Edit

Share via


Tutorial: Transform data using mapping data flows

APPLIES TO: Azure Data Factory Azure Synapse Analytics

Tip

Try out Data Factory in Microsoft Fabric, an all-in-one analytics solution for enterprises. Microsoft Fabric covers everything from data movement to data science, real-time analytics, business intelligence, and reporting. Learn how to start a new trial for free!

In this tutorial, you use the Azure Data Factory user interface (UX) to create a pipeline that copies and transforms data from an Azure Data Lake Storage (ADLS) Gen2 source to an ADLS Gen2 sink using mapping data flow. The configuration pattern in this tutorial can be expanded upon when transforming data using mapping data flow

This tutorial is meant for mapping data flows in general. Data flows are available both in Azure Data Factory and Synapse Pipelines. If you're new to data flows in Azure Synapse Pipelines, follow Data Flow using Azure Synapse Pipelines.

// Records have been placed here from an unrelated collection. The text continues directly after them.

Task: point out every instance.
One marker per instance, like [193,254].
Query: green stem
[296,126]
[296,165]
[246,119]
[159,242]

In this tutorial, you do the following steps:

  • Create a data factory.
  • Create a pipeline with a Data Flow activity.
  • Build a mapping data flow with four transformations.
  • Test run the pipeline.
  • Monitor a Data Flow activity

Prerequisites

  • Azure subscription. If you don't have an Azure subscription, create a free Azure account before you begin.
  • Azure Data Lake Storage Gen2 account. You use ADLS storage as a source and sink data stores. If you don't have a storage account, see Create an Azure storage account for steps to create one.
  • Download MoviesDB.csv here. To retrieve the file from GitHub, copy the contents to a text editor of your choice to save locally as a .csv file. Upload the file to your storage account in a container named 'sample-data'.

Create a data factory

In this step, you create a data factory and open the Data Factory UX to create a pipeline in the data factory.

  1. Open Microsoft Edge or Google Chrome. Currently, Data Factory UI is supported only in the Microsoft Edge and Google Chrome web browsers.

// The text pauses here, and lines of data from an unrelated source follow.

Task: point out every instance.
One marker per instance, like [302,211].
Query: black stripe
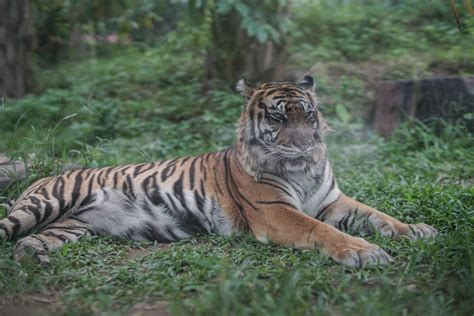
[168,170]
[275,186]
[58,192]
[191,173]
[2,226]
[76,191]
[322,211]
[276,202]
[43,243]
[16,225]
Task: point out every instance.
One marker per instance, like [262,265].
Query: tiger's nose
[302,144]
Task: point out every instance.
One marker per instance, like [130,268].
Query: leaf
[262,35]
[342,113]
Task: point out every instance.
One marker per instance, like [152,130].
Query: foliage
[348,31]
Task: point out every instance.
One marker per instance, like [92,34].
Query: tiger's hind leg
[51,238]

  2. On the top menu, select Create a resource > Analytics > Data Factory :

    Data Factory selection in the "New" pane

  3. On the New data factory page, under Name, enter ADFTutorialDataFactory.

    The name of the Azure data factory must be globally unique. If you receive an error message about the name value, enter a different name for the data factory. (for example, yournameADFTutorialDataFactory). For naming rules for Data Factory artifacts, see Data Factory naming rules.

    New data factory error message for duplicate name.

  4. Select the Azure subscription in which you want to create the data factory.

  5. For Resource Group, take one of the following steps:

    1. Select Use existing, and select an existing resource group from the drop-down list.

    2. Select Create new, and enter the name of a resource group.

    To learn about resource groups, see Use resource groups to manage your Azure resources.

  6. Under Version, select V2.

  7. Under Region, select a location for the data factory. Only locations that are supported are displayed in the drop-down list. Data stores (for example, Azure Storage and SQL Database) and computes (for example, Azure HDInsight) used by the data factory can be in other regions.

  8. Select Review + Create and then select Create.

  9. After the creation is finished, you see the notice in Notifications center. Select Go to resource to navigate to the Data factory page.

  10. Select Launch studio to launch the Data Factory studio in a separate tab.

Create a pipeline with a Data Flow activity

In this step, you create a pipeline that contains a Data Flow activity.

  1. On the home page of Azure Data Factory, select Orchestrate.

    Screenshot that shows the Azure Data Factory home page.

  2. Now a window is open for a new pipeline. In the General tab for the pipeline properties, enter TransformMovies for Name of the pipeline.

  3. In the Activities pane, expand the Move and Transform accordion. Drag and drop the Data Flow activity from the pane to the pipeline canvas.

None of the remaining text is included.